Caminando con Blanca. La maestra

caminandoblancaOrdenando entre cajas y recuerdos Blanca ha encontrado unos antiguos apuntes de sociales, en papel arrugado y con bolígrafo desgastado al tocarlos su mente se ha transportado; el sonido de una sirena la lleva a los 80.

Al instante rememora olores, sonidos y alguna que otra travesura, pero sus pensamientos se paran en el recuerdo de una persona de aspecto serio, de mirada firme, que al pisar cada día el colegio con su libreta y la lección del día infundía ese, en estos tiempos olvidado, respeto hacía a los educadores, era sin ninguna dudas su maestra.

Blanca guarda en su memoria aquellas clases de historia en un aula apretada de alumnos, el rotundo silencio al pasar lista en una carpeta marrón, y las manchas de tiza en las manos de una mujer que amaba su trabajo.

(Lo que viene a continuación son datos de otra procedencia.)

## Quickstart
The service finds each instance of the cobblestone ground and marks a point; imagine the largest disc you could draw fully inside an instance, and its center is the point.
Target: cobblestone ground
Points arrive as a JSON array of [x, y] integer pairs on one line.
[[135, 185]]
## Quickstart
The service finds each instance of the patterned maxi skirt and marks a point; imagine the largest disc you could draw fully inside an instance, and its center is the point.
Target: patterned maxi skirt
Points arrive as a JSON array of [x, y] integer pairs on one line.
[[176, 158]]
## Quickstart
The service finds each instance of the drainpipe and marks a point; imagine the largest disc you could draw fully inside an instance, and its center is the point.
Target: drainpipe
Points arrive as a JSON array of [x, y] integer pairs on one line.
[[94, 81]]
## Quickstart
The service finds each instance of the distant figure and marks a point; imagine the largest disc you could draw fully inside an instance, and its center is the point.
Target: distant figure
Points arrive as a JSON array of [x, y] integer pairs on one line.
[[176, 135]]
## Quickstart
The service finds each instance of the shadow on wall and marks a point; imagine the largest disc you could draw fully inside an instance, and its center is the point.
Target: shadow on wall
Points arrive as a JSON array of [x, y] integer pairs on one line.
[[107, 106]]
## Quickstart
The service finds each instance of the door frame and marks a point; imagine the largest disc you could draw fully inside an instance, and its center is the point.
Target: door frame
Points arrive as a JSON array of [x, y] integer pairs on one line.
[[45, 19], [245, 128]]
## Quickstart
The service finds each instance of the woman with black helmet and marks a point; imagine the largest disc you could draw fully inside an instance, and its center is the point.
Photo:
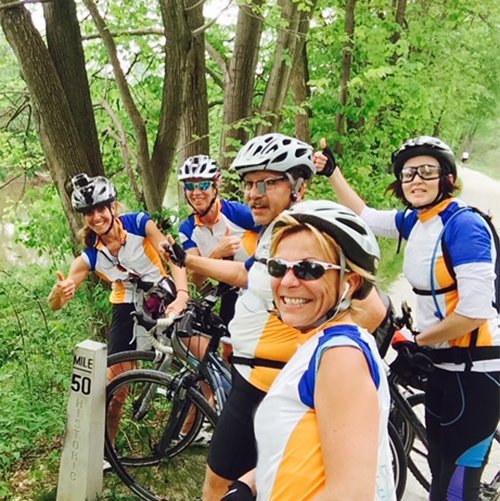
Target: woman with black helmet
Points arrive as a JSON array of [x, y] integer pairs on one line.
[[449, 261], [119, 248], [322, 428]]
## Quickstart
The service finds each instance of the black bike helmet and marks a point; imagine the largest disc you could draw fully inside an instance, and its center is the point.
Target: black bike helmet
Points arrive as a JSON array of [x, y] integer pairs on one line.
[[429, 146], [91, 192]]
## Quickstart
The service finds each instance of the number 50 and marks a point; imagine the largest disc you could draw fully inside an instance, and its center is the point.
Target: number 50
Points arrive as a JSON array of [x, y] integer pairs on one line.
[[81, 384]]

La maestra de mirada segura y voz clara, ahora algo más desquebrajada, también recuerda mientras teclea y prepara su nuevas lecciones ante el ordenador esas tizas y borrones en la pizarra. Una gran sonrisa se dibuja en su cara cuando se encuentra con aquellos pequeños a los que ella enseñó ya convertidos en grandes mujeres y hombres.

Blanca sabe que la maestra que comenzó su andadura con veintidós años en un pequeño colegio es una mujer luchadora, el espejo donde mirarse, una gran señora que camina sin descanso a pesar de los años que lleva sin detenerse. Una maestra que sigue educando amando su profesión, madre de nueve a dos, amiga de buenos consejos, la que cada semana camina con Blanca leyendo con atención.

Blanca cierra esos apuntes y vuelve a guardarlos en la caja de recuerdos, pero en su cabeza sigue abierto el pensamiento y agradece poder tener la oportunidad, de vez en cuando, de coger la mano de su maestra para que juntas sigan caminando.